Abstract

Myojin Knoll caldera, a submarine rhyolitic center 400 km south of Tokyo, is one of nine silicic calderas along the northern 600 km of the Izu-Bonin(-Ogasawara) arc and the first anywhere to receive detailed, submersible-based study. The caldera, slightly smaller than the Crater Lake structure in Oregon, is 6 × 7 km in diameter; its inner walls are 500–900 m high, and it has a remarkably flat floor at 1400 m below sea level (mbsl). The caldera collapse volume is ∼18 km3, suggesting that more than 40 km3 of pumiceous tephra may have been erupted at the time the caldera formed.

Precaldera seafloor eruptions built a broad volcanic edifice consisting of overlapping composite volcanoes made of rhyolitic lavas, shallow intrusions, and a variety of volcaniclastic deposits—including thick accumulations of rhyolitic pumice erupted at 900– 500 mbsl. The caldera-forming eruption produced a 150–200 m deposit of nonwelded, fines-depleted pumice that resembles a colossal layer of popcorn at the top of the caldera wall.

Freshly erupted pumice behaved as “sinkers” or “floaters,” depending on the environment in which it cooled. The pumice clasts deposited proximally and exposed in the caldera wall were likely quenched in eruption columns that remained below sea level. This pumice ingested seawater and sank as gases filling its vesicles cooled, particularly as steam in its vesicles condensed to liquid water. Some eruption columns may have broken through the sea surface and entered the air, especially during vigorous phases of the caldera-forming eruption.

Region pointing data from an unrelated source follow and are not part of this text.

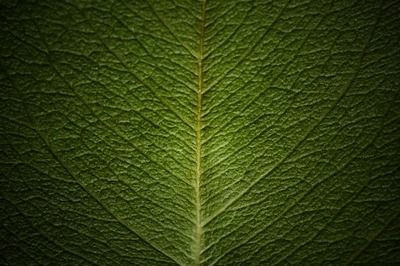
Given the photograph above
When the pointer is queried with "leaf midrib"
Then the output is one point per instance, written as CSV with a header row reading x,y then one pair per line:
x,y
198,231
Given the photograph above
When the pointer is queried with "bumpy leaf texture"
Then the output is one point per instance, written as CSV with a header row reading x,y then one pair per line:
x,y
199,133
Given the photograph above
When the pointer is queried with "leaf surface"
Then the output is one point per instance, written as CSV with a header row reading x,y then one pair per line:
x,y
199,133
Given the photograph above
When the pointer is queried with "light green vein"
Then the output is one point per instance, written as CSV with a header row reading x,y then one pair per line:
x,y
198,230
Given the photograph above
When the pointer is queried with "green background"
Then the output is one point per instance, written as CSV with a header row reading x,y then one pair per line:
x,y
191,132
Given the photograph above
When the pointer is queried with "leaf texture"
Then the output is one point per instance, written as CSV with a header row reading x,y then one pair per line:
x,y
199,132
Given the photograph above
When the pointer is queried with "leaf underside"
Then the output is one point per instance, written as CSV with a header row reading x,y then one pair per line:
x,y
193,132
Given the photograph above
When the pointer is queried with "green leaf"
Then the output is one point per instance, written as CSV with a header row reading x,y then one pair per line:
x,y
192,132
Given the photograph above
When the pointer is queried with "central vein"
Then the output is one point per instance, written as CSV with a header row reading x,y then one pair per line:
x,y
197,245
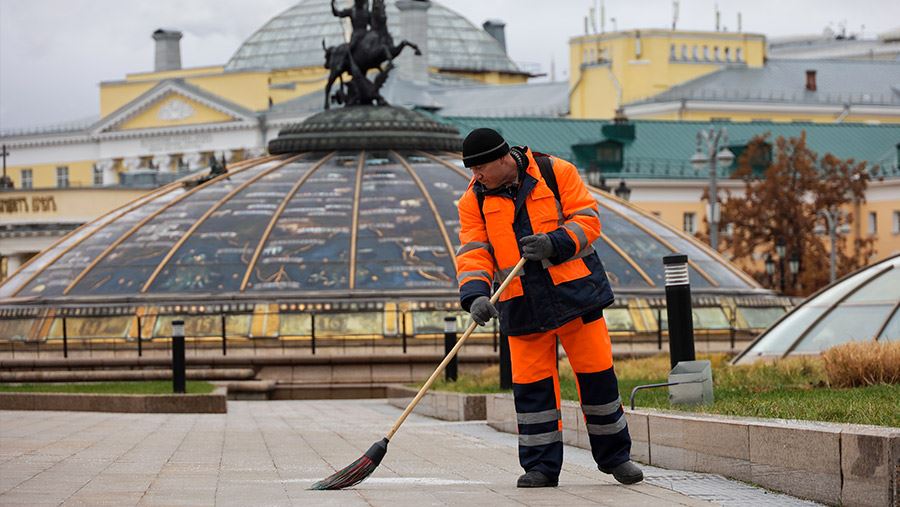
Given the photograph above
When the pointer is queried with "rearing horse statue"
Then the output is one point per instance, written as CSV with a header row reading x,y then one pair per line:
x,y
369,52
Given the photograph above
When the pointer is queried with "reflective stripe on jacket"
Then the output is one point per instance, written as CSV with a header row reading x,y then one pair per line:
x,y
550,293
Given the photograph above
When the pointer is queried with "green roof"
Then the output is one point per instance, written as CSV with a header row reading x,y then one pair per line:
x,y
661,149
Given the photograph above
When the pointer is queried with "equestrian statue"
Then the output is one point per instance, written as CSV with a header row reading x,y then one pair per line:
x,y
371,47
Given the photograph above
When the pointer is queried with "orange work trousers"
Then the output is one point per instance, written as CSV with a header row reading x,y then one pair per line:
x,y
536,390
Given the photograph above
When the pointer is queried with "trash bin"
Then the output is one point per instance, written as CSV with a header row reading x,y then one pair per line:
x,y
695,383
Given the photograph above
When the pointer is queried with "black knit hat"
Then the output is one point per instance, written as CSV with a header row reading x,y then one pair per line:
x,y
482,146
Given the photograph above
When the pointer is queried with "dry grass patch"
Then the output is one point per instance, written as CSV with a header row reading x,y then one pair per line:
x,y
857,364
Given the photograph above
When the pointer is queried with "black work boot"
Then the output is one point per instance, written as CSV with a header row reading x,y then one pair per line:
x,y
626,473
535,479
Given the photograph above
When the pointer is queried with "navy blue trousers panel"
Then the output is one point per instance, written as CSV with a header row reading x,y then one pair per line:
x,y
538,397
597,390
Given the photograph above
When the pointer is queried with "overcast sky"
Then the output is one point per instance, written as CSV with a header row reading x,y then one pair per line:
x,y
53,53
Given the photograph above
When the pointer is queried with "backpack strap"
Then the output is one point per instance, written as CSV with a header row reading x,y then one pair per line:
x,y
545,164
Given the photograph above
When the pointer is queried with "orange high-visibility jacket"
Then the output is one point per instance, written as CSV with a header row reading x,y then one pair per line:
x,y
547,294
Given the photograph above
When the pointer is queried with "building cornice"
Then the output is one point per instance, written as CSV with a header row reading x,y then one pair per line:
x,y
652,108
152,96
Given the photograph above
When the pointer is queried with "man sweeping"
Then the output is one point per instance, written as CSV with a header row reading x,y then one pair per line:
x,y
524,204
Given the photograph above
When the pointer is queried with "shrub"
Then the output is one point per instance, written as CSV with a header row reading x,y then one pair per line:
x,y
867,363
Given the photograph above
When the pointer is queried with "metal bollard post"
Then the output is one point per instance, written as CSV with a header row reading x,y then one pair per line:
x,y
678,309
178,373
65,339
659,328
449,342
505,363
403,330
224,340
140,345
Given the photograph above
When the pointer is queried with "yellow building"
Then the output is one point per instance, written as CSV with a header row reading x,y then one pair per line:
x,y
722,76
156,126
613,69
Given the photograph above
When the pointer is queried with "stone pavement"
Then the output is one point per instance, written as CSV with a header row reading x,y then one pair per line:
x,y
268,453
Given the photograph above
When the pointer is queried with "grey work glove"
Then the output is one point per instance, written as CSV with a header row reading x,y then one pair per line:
x,y
536,247
482,310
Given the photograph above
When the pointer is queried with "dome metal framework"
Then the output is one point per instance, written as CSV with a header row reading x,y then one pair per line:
x,y
316,225
861,306
293,39
367,234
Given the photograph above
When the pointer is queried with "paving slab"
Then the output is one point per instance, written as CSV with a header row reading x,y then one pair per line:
x,y
269,453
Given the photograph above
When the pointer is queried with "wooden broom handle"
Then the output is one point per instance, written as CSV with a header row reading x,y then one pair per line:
x,y
452,353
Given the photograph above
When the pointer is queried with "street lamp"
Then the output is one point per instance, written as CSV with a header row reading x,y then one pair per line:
x,y
708,158
603,186
794,264
780,250
832,217
770,266
5,181
622,191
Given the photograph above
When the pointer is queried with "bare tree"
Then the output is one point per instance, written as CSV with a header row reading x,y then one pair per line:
x,y
783,203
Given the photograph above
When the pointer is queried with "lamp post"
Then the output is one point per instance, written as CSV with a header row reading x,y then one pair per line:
x,y
832,217
603,186
5,181
623,191
711,140
780,248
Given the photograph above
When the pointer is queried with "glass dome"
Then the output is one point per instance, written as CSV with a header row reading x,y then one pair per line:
x,y
294,39
315,226
861,306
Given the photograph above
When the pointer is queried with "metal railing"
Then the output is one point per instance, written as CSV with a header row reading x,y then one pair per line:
x,y
301,332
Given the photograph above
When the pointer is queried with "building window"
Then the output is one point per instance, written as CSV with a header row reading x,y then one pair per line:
x,y
609,155
98,176
27,178
62,177
690,223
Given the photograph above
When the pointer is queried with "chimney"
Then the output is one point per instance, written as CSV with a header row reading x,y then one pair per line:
x,y
414,28
496,29
811,80
168,50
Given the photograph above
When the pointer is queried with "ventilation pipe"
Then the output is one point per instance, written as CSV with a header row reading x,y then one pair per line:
x,y
496,29
168,50
811,80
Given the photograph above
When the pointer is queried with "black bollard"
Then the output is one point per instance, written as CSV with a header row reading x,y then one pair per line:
x,y
65,339
178,373
505,363
678,308
450,342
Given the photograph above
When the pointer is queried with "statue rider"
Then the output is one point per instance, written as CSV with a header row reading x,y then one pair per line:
x,y
359,19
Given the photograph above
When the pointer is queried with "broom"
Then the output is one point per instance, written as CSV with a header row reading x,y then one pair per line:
x,y
361,469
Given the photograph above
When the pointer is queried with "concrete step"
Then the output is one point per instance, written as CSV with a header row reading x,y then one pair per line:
x,y
124,375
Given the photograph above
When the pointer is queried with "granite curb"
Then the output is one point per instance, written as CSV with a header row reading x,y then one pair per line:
x,y
214,403
836,464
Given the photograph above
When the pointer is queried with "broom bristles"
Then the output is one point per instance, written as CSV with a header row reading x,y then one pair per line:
x,y
355,472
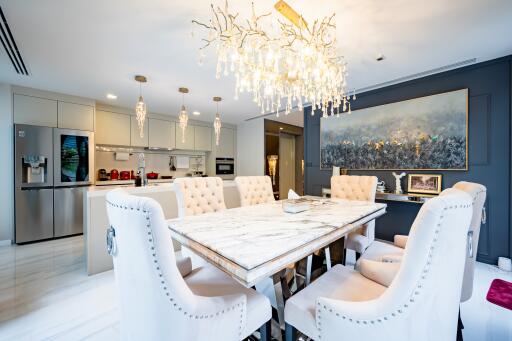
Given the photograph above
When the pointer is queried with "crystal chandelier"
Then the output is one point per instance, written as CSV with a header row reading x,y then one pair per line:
x,y
140,107
216,123
183,117
288,66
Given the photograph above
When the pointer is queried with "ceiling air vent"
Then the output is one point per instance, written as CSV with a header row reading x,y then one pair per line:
x,y
10,46
418,75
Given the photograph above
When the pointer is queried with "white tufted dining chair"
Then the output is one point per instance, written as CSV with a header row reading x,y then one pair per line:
x,y
354,187
422,301
156,302
385,252
254,190
199,195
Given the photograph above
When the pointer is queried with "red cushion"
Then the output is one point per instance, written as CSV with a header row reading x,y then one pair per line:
x,y
500,293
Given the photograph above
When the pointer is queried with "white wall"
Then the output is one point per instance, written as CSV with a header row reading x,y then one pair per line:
x,y
251,148
7,169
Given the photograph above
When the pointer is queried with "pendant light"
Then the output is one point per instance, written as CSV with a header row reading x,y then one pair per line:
x,y
140,107
216,122
183,117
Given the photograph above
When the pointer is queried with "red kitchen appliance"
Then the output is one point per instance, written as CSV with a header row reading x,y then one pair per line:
x,y
152,175
125,175
114,174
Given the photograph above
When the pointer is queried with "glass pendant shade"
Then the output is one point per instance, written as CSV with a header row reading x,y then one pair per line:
x,y
216,123
140,106
140,111
183,116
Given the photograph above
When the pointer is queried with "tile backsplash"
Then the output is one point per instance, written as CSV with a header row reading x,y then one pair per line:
x,y
155,162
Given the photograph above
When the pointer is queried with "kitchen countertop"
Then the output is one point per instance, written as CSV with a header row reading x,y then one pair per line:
x,y
130,182
153,187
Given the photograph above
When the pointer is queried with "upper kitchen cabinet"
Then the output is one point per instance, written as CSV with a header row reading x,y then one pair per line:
x,y
189,138
162,134
112,128
136,140
202,138
34,111
226,147
75,116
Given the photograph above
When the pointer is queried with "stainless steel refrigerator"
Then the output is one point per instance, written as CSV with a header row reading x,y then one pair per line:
x,y
53,168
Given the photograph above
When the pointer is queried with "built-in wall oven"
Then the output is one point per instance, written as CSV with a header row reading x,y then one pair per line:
x,y
224,166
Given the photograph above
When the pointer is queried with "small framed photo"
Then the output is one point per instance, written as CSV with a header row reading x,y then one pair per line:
x,y
424,183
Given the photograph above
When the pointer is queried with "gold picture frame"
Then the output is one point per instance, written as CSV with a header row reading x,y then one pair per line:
x,y
424,183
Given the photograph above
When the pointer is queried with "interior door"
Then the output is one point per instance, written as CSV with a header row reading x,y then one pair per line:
x,y
286,164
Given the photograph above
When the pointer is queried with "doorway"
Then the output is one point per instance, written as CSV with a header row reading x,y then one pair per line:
x,y
286,164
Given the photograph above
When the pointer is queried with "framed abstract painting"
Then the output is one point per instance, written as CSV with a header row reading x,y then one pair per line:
x,y
426,133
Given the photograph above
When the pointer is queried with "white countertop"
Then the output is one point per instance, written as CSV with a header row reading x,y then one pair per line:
x,y
153,187
130,182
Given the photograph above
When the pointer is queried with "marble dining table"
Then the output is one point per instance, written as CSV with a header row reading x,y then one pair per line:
x,y
254,243
251,243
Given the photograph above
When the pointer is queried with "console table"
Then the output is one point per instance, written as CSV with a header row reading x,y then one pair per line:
x,y
416,198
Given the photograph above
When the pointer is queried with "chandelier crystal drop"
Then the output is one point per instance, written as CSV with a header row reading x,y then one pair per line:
x,y
140,106
284,64
216,123
183,116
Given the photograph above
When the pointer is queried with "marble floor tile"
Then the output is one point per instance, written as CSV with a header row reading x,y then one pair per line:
x,y
45,294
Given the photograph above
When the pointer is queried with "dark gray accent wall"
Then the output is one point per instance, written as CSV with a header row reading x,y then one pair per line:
x,y
489,148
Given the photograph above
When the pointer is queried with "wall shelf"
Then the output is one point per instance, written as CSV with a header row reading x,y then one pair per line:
x,y
416,198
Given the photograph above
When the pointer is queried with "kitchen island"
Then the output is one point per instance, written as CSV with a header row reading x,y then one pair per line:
x,y
96,220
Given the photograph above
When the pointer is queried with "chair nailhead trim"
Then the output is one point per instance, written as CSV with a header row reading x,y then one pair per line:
x,y
165,287
401,309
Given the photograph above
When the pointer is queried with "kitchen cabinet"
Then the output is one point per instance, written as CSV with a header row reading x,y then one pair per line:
x,y
189,138
34,111
75,116
112,128
136,140
226,147
161,134
202,138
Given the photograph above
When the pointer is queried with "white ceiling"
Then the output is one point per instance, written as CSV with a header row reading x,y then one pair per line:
x,y
295,118
89,48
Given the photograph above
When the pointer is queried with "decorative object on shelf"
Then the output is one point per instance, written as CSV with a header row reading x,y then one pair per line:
x,y
272,167
140,107
280,61
335,171
398,185
381,186
426,133
216,123
183,117
424,183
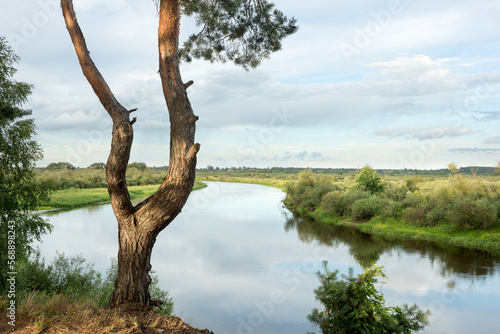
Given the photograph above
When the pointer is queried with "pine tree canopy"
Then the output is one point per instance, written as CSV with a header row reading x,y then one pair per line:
x,y
242,31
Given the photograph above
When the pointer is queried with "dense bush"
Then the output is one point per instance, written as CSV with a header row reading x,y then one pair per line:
x,y
473,214
352,305
367,208
340,203
77,280
468,201
307,193
369,180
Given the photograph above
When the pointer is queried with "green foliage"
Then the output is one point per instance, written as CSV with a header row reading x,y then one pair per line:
x,y
473,214
454,168
353,305
468,201
98,165
60,165
412,183
77,281
20,191
367,208
308,192
369,180
244,32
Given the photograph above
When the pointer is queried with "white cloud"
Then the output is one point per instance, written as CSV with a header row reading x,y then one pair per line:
x,y
424,132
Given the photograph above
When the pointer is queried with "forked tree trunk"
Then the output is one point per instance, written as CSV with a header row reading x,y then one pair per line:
x,y
139,225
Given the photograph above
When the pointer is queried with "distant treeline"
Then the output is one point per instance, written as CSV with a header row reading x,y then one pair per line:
x,y
63,175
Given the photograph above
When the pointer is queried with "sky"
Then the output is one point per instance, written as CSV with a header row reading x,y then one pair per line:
x,y
394,84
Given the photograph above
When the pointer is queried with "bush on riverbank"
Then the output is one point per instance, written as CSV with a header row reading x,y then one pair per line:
x,y
466,202
352,305
76,280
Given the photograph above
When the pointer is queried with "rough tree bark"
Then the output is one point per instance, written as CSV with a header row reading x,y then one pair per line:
x,y
139,225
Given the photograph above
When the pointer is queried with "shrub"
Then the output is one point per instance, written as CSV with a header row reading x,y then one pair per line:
x,y
367,208
395,192
77,281
411,183
334,203
354,306
473,214
369,180
308,192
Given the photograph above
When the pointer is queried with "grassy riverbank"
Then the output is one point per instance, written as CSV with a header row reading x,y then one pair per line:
x,y
74,198
392,229
265,181
456,210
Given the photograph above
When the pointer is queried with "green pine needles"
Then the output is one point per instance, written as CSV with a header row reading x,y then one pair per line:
x,y
352,305
244,32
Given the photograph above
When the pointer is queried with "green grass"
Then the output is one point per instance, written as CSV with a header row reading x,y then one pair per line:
x,y
445,234
271,182
74,198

These pumices had the opportunity to ingest air as they cooled, becoming floaters as they fell back to the sea; these could have been carried distally on the sea surface by the combined effects of ocean currents and wind.

The age of the caldera is unknown, but it may be as young as several thousand years. Its magmatic system at depth retains sufficient heat to sustain an actively growing intracaldera Kuroko- type polymetallic sulfide deposit, rich in gold and silver and topped by chimneys emitting fluids as hot as 278 °C. Sufficient time has elapsed, however, for a 250-m-high postcaldera dome to grow on the caldera floor and for the caldera rim to be deeply scalloped by slumping.